The IMF expected Saudi Arabia to achieve growth of 4 percent in 2024, compared to 2.8 percent in the previous estimate, adding that growth in the Middle East and Central Asia region would reach 3.4 percent next year, recovering from an expected growth of 2 percent this year.
In an interview with Asharq Al-Awsat, Dr. Jihad Azour, Director of the Middle East and Central Asia Department at the IMF, talk broadly about his vision of the situation in the region, and the reasons for lowering Saudi Arabia’s expectations for this year and raising them by a large percentage for 2024.
Azour noted that reducing growth expectations was based primarily on the decision taken in OPEC Plus to curb production, in addition to Saudi Arabia’s voluntary decision to commit to more reductions.
However, this decline was compensated for by the development of the non-oil sector, which is expected to grow by 5.8 percent, according to the IMF official.
Compared with the G20 countries, the Kingdom’s non-oil sector growth is high and is likely to maintain this level next year.
Azour explained that while the oil sector contributed to the decline of growth levels, the dynamism of the non-oil sector still exists, in parallel with an improvement in the volume of job opportunities, an increase of public investment and a continued economic diversification.
Regarding the Middle East region in general, Azour said that the policy of global monetary tightening and interest rates remaining high for a longer period than expected, would lead to a slowdown in economic activity.
Hence, it is important for the region to undertake structural reforms, which would improve the economic prospects without the need to resort to financial adjustment, Azour emphasized.
The IMF calls on the countries of the Middle East and North Africa region to implement structural reforms that will be a building block for achieving growth and creating job opportunities for thousands of young people.

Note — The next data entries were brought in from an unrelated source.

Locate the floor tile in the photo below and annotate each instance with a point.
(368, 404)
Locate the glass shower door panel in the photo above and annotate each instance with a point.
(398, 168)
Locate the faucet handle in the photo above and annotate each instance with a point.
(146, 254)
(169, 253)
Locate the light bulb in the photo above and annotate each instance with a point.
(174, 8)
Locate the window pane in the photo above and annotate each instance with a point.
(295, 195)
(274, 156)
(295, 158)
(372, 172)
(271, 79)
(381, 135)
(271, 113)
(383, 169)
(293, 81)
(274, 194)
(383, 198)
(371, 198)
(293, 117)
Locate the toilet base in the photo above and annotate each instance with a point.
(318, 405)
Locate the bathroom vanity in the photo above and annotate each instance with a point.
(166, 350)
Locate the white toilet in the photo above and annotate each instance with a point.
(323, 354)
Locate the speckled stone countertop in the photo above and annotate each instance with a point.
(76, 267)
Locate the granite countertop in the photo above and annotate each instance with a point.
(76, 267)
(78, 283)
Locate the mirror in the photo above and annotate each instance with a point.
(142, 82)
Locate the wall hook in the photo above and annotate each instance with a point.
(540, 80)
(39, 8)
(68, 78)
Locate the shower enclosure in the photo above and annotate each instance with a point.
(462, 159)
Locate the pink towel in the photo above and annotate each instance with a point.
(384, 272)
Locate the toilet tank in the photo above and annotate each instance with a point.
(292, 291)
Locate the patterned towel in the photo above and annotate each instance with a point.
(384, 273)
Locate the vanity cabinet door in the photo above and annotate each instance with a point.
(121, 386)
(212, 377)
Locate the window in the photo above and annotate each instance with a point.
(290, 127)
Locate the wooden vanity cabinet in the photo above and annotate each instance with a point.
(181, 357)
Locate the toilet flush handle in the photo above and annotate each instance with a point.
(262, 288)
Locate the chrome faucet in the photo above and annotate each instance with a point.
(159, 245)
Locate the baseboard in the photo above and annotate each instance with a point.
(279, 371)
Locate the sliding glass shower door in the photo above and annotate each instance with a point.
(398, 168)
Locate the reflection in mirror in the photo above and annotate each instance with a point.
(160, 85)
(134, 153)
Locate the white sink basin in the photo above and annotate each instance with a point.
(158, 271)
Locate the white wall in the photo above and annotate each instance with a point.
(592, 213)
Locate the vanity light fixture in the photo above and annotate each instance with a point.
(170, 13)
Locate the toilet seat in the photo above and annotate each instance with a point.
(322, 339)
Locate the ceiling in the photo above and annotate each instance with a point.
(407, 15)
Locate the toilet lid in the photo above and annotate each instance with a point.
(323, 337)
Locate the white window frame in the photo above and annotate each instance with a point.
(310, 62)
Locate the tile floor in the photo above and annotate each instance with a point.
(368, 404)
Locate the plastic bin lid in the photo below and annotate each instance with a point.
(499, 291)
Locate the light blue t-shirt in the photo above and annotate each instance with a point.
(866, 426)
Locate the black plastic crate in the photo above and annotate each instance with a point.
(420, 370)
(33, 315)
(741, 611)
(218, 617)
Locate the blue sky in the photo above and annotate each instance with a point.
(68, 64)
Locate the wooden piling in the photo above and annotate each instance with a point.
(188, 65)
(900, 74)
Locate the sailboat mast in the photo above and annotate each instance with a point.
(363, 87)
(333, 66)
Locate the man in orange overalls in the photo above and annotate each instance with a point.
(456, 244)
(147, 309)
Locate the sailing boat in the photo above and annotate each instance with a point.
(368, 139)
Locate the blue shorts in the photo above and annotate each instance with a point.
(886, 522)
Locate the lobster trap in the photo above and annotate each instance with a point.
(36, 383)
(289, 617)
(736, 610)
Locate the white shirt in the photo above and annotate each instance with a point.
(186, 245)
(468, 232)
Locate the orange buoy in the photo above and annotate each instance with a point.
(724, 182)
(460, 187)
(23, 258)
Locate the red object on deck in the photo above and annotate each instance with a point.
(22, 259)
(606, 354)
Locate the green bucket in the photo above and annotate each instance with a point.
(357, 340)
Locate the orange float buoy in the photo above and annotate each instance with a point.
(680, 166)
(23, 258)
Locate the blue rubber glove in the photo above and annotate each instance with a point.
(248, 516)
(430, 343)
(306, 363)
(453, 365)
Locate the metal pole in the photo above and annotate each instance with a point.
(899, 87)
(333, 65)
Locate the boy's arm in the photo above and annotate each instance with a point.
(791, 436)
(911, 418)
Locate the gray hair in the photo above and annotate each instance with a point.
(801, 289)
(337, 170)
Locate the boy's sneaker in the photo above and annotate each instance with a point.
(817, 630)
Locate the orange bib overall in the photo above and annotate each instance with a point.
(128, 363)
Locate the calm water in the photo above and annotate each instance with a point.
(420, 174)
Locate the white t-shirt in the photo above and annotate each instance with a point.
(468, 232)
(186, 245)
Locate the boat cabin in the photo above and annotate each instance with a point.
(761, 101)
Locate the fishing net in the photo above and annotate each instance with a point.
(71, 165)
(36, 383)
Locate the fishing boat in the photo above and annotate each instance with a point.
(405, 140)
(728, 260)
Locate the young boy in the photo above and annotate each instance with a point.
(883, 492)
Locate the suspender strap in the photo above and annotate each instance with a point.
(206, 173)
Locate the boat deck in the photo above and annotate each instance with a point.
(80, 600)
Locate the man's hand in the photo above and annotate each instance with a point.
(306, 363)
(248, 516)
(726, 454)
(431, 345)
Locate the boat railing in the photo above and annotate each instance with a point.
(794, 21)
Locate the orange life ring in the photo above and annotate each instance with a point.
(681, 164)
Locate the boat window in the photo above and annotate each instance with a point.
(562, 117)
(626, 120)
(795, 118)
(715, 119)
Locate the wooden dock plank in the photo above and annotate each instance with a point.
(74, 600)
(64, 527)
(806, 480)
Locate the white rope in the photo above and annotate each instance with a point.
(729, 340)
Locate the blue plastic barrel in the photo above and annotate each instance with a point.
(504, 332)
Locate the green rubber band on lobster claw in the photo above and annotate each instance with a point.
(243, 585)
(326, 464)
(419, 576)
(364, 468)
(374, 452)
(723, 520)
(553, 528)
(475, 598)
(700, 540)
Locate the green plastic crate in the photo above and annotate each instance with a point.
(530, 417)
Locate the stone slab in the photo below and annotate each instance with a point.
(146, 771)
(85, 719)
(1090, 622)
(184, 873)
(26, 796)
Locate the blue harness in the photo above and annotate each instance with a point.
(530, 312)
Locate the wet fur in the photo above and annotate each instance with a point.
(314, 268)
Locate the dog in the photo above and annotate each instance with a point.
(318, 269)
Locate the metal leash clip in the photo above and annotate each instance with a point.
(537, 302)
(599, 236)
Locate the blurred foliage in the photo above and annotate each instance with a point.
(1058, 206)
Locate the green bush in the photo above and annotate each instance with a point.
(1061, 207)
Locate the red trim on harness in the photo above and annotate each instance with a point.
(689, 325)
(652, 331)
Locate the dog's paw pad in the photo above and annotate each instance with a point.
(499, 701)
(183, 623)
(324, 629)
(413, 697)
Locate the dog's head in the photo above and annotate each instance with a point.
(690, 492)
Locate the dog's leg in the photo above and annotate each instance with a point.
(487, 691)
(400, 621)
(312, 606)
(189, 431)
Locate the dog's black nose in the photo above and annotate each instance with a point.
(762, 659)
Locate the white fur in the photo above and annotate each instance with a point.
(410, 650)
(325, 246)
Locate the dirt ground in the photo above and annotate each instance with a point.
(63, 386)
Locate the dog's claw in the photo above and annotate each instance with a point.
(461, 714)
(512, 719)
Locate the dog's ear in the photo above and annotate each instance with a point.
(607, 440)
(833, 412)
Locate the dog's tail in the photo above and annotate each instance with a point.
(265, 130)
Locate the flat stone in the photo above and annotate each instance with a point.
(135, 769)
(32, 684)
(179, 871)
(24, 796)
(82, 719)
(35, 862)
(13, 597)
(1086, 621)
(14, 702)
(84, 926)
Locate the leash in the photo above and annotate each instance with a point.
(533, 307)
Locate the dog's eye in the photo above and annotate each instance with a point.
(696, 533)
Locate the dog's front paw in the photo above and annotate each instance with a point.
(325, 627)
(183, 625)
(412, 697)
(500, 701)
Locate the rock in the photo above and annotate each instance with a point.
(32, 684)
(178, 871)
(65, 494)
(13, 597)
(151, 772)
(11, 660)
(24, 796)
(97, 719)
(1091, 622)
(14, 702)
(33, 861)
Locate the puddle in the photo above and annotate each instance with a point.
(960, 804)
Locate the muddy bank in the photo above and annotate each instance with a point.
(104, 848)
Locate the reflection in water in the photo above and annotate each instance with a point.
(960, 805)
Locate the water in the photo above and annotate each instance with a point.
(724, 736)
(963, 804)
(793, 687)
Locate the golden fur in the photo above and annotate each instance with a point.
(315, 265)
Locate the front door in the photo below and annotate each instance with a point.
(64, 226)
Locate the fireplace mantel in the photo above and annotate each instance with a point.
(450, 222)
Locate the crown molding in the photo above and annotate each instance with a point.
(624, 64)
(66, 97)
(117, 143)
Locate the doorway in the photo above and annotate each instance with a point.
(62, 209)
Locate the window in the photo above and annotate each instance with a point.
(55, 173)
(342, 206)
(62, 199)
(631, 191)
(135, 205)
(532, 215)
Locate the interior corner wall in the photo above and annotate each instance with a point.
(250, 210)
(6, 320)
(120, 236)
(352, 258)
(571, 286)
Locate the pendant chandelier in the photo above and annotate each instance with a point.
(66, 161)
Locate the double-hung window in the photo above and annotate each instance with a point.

Asharq Al-Awsat asked Azour whether these countries would be able to achieve this breakthrough in light of the continued monetary tightening and amid growing crises and rising debt levels.
In this regard, the IMF official pointed to the difference between structural reform and structural correction. He noted that structural reform helps improve the business environment and prepares the ground for the private sector to play a greater role in the economy. It also strengthens labor markets, which would contribute to creating job opportunities, promoting governance and reforming the state institutions.
Azour explained that the Arab region suffers from a chronic unemployment problem, especially among youth and women. This imposes the necessity of accelerating structural reforms that will ultimately grant a greater role to the private sector, create a healthy business environment, and enhance the ability of entrepreneurs to launch projects and new businesses, he underlined.
In this context, he highlighted Saudi Arabia’s efforts to empower women and increase their participation in the labor market, by enacting laws that strengthen their contribution to the economy.
Situation in Egypt
According to Azour, the Egyptian economy is exposed, like all other countries, to external shocks. Therefore, it is essential to protect the economy by adopting a flexible and mobile exchange rate system, which gives the central bank the ability to maintain economic stability.
“But this is not only what is required. The program that was developed with Egypt has several pillars, including a flexible exchange rate, and granting the private sector a greater role in the economy,” he told Asharq Al-Awsat.
Last December, the IMF approved a loan worth $3 billion within the framework of the Extended Fund Facility for Egypt. The provision of payments under the 46-month program is subject to eight reviews. The first review was scheduled for March.
Egypt pledged to adopt a flexible exchange rate when it reached the loan agreement with the IMF late last year, but the official rate has remained almost unchanged for about six months, at about 30.93 pounds to the dollar.